Now for the Indian turnaround story

Now for the Indian turnaround story
PHOTO: Now for the Indian turnaround story

SINGAPORE - Indian stocks have just suffered their first quarter of contraction in more than five quarters as the charm of the Indian growth story fades.

Slow growth, the scourge of inflation, rising fiscal deficit and fears of political uncertainty in the world's largest democracy ahead of an election are the key culprits.

Bombay Stock Exchange's benchmark 30-share Sensex lost 3 per cent in the first quarter of this year, making it one of the worst performers among its Asian peers.

So, one could be forgiven for thinking Mr Sanjiv Duggal, HSBC Global Asset Management investment director for India Equities, needs a reality check, given his highly bullish outlook on Indian stocks.

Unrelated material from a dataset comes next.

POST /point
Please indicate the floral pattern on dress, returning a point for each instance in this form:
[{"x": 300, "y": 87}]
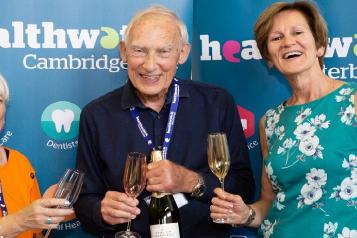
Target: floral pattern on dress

But only until he explains his contrarian stand. "It's good to come in when there's a lot of bad news in the market. That's when you want to buy stocks rather than looking at US stocks that have hit new highs."

He has been managing the HSBC GIF Indian Equity Fund with a fund size of US$3.9 billion (S$4.8 billion) for 17 years.

He believes the Indian economy has bottomed out. "We are not just buying hope. Things have actually improved but the market is not pricing them in."

A cheaper Indian rupee, attractive market valuations, rigorous government reforms and an economy that is turning the corner from cyclical lows are driving Mr Duggal's optimism.

He has put his money where his mouth is.

"I have personally invested in Indian equities since 1998 when my daughter was born. I haven't sold as I take a long-term view," he says.

For the average investor though, he recommends a three-year investment horizon to tap the budding Indian turnaround story.

"In 2007, the market overbelieved in the Indian story and paid more than what they should have. Now, they disbelieve and it's an opportunity," he adds.

Q: Why are you bullish when Indian equities have fared so poorly?

We are more positive now because the Indian government has delivered a fair amount in reforms. It's not all talk but delivery. But people still don't believe in the government. So there's this huge disbelief gap.

Q: Is that because the market thinks the government lacks sure-footedness in pushing forth the reforms?

The worry is that the government may fall in the upcoming elections some time next year.

The government has made tough decisions in one shot with no roll-back - raising the prices of diesel, railway fares and so forth.

There are good stocks of companies that are beneficiaries of this, like big oil and gas stocks which have been bearing part of the subsidies.

Their earnings could rise at least 50 per cent over the next couple of years. Yet, share prices haven't moved. Big stocks in this sector are trading at single-digit earnings multiples, have very high return on equity - over 20 per cent - and dividend yields.

Q: Political uncertainty, given the looming elections, is a major dampener. Do you think it's a risk?

India has had coalition governments which have lasted full-term. The government wants to continue with its reforms. The intent is very serious.

The Indian government is also actively trying to unblock stalled projects and draw more fresh projects. Since January, a Cabinet committee on investments have cleared some US$14 billion (S$17.36 billion) worth of fresh projects.

These are very important in making our call on Indian stocks.

Q: Do you think the Indian economy is out of the woods?

The economy has bottomed. This could be the low point and things should improve.

For the fiscal year that has just begun, we are looking at GDP growth of 6 per cent, and next year, expect it to hit 7 per cent.

For the year just finished, it'll be around 5-5.5 per cent.

A key catalyst is a pick-up in investment cycle and this has begun.

Q: But India's widening current account deficit is a major worry, isn't it?

The past quarter (ended December) was particularly bad but we are already seeing better trade numbers come through in February.

Gold imports have fallen and crude oil prices have softened, which signal things are improving.

The Indian rupee has been weak as a result, but given the global shocks, it has been remarkably steady.

We are not here to get the bottom or top of the stock market, but the risk rewards are really favourable now.

We expect corporate earnings growth this reporting season month to come in at 10 per cent and around 15-16 per cent going forward.

That's fine, given that the economic growth has come off from 7-8 per cent to 5 per cent.

Q: What are your favourite sectors?

We are overweight on oil and gas, pharmaceuticals, energy and materials. We like profitable firms with the right valuation.

We are playing the turn in the economy as well as the revival of projects as these sectors will benefit.

The cyclical stocks are attractive as they are at the lowest point and are very cheap and are poised to recover as the economy picks up. The defensive stocks like consumer staples where investors have flocked to are most expensive.

The valuation gap between these two categories of stocks is the widest it has ever been.